Standing wave ultrasonic motors from Nanomotion, Ronkonkona, N.Y., provide an alternative. The motors hit speeds up to 300 mm/sec, have no travel limits, and achieve submicron resolutions. Additional advantages include a small footprint, direct-drive capability which simplifies the control scheme, and a single motion mechanism for both linear and rotary applications.

Nanomotion's approach combines the standard resonant mode for long travel with nonresonant motion for small, nanometer-scale motion. Once within the target radius, the nonresonant mode takes over for distances up to 200 nm with 1-nm resolution.

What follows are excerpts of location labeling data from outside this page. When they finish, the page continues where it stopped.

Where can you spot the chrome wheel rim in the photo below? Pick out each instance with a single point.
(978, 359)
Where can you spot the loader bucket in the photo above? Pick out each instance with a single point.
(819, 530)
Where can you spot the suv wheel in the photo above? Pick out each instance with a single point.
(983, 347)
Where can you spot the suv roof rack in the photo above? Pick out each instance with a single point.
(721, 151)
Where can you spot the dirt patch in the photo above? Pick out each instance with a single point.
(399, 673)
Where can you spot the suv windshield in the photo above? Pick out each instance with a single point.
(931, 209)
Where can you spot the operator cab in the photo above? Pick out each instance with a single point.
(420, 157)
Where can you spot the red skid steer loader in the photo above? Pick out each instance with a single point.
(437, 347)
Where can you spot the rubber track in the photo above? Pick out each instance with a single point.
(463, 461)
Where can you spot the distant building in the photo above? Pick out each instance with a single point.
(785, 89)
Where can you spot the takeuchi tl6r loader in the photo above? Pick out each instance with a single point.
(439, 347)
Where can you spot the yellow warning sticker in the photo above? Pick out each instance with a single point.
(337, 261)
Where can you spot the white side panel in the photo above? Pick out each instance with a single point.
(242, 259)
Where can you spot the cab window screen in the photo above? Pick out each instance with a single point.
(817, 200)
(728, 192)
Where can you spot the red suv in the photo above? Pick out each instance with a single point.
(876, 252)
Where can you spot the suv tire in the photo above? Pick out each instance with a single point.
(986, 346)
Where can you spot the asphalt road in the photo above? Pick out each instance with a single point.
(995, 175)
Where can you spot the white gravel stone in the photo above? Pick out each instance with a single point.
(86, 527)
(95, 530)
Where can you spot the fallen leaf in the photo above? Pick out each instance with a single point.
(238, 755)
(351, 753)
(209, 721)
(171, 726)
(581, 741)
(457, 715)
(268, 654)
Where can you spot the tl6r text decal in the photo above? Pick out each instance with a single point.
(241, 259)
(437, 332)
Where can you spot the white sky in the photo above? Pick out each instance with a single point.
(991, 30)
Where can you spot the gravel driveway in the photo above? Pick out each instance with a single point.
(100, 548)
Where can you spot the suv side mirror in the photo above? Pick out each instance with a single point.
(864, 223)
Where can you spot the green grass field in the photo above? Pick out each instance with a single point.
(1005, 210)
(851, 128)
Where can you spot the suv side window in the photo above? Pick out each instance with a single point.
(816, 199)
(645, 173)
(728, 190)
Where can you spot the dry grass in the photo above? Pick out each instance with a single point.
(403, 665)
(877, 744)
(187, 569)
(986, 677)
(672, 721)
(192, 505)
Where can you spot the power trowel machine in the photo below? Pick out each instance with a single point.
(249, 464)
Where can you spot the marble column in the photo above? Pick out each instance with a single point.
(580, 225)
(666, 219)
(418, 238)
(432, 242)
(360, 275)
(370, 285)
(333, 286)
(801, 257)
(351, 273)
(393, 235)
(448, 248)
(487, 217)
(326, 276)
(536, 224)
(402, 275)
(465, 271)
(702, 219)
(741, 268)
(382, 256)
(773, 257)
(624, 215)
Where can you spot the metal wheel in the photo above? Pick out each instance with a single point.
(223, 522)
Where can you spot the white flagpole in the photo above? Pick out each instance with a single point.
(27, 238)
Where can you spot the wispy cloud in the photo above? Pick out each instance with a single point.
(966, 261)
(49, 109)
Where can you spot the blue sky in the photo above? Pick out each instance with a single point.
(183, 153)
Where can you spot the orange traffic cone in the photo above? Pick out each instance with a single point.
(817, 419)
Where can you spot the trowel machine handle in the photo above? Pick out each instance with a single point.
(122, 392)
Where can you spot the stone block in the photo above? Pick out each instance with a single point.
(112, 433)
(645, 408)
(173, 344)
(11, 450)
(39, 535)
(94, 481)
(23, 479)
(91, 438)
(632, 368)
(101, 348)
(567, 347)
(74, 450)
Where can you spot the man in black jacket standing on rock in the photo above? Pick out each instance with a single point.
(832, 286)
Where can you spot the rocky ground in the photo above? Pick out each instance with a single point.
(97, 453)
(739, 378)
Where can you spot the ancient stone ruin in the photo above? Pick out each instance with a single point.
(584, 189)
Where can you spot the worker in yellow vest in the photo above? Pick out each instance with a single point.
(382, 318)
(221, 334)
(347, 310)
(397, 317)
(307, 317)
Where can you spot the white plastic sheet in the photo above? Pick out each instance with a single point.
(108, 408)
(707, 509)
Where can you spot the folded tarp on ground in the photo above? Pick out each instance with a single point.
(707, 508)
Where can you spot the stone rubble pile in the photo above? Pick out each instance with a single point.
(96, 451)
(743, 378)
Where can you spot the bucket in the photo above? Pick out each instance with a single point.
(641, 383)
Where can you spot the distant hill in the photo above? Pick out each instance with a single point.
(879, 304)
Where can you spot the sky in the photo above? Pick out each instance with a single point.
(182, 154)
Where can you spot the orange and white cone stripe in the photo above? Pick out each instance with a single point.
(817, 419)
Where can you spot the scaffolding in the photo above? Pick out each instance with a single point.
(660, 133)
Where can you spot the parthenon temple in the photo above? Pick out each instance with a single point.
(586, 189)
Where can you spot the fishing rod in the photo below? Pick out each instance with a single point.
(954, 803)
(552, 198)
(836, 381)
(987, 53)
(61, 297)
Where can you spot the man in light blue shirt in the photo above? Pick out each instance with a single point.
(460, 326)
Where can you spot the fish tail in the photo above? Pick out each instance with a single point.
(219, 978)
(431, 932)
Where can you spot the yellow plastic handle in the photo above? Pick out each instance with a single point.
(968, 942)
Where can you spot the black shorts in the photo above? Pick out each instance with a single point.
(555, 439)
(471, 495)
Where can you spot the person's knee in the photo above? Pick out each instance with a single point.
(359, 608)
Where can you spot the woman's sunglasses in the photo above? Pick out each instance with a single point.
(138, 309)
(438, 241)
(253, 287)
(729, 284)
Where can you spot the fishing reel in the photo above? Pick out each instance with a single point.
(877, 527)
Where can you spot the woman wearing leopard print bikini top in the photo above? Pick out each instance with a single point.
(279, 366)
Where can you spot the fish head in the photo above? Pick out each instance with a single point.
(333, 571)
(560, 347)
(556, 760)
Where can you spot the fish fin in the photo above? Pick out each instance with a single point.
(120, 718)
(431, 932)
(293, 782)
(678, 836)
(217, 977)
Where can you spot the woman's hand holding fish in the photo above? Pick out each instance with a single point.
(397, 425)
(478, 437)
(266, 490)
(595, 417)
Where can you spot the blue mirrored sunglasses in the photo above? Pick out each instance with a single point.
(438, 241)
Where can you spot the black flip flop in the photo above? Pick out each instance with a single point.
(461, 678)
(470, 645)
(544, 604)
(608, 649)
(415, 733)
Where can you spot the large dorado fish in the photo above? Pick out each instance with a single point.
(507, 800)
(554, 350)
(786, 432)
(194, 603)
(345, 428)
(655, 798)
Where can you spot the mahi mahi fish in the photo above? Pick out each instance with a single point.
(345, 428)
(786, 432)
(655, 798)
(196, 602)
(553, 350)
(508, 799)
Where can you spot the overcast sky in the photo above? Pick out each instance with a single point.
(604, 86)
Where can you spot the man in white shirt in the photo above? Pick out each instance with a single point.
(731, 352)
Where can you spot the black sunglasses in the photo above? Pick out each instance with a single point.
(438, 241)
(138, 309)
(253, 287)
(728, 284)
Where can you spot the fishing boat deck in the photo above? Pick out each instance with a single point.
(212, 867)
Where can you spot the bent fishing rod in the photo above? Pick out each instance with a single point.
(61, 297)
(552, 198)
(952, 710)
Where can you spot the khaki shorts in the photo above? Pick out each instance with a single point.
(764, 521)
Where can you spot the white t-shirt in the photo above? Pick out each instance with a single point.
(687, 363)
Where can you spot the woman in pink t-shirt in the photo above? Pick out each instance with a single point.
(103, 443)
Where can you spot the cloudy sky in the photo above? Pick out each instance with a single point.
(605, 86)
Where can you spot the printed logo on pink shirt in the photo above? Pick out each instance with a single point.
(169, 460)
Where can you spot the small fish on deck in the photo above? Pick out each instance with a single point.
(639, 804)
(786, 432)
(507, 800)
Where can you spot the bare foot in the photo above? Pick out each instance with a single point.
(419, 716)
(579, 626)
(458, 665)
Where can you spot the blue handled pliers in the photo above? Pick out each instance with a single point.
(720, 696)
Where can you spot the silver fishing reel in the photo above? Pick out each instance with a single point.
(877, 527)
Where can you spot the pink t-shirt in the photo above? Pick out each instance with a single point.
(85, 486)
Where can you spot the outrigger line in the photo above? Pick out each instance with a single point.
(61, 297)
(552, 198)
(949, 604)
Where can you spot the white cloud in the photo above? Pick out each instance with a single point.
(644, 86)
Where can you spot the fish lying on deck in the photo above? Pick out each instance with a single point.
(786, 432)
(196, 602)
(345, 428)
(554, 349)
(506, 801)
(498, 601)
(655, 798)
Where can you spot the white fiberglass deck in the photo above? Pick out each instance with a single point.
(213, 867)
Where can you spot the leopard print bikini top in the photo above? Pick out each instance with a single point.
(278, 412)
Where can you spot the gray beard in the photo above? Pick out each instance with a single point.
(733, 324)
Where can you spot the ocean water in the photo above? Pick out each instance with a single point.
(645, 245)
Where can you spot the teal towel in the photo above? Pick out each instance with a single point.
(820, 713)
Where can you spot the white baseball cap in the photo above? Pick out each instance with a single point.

The motors normally operate in resonance, but they can be operated in nonresonant mode as well. In resonant mode, a rectangular component resonates or vibrates inside the motor at 40 kHz. The up and down motion bends into an elliptical path. This component presses against a bearing surface producing motion. Motors can contain from one to eight elements, each producing 1 lb of force.

In nonresonant mode, voltage applied directly to a crystal causes the piezoelement to bend right or left with the sign of the applied voltage, thereby determining the direction of motion. Movements of 1 to 250 nm are possible.

Traditional piezomotors are limited in their travel range and by hysteresis effects. The Nanomotion motor, however, is unaffected by hysteresis because the motor element is perpendicular to the axis of travel. The motor is also unaffected by temperature changes that would cause the elements to change size.

A closed-loop servocontrol can be provided with standard offthe-shelf servocontrollers or with the Nanomotion servocontroller that offers full PID control at 20 kHz.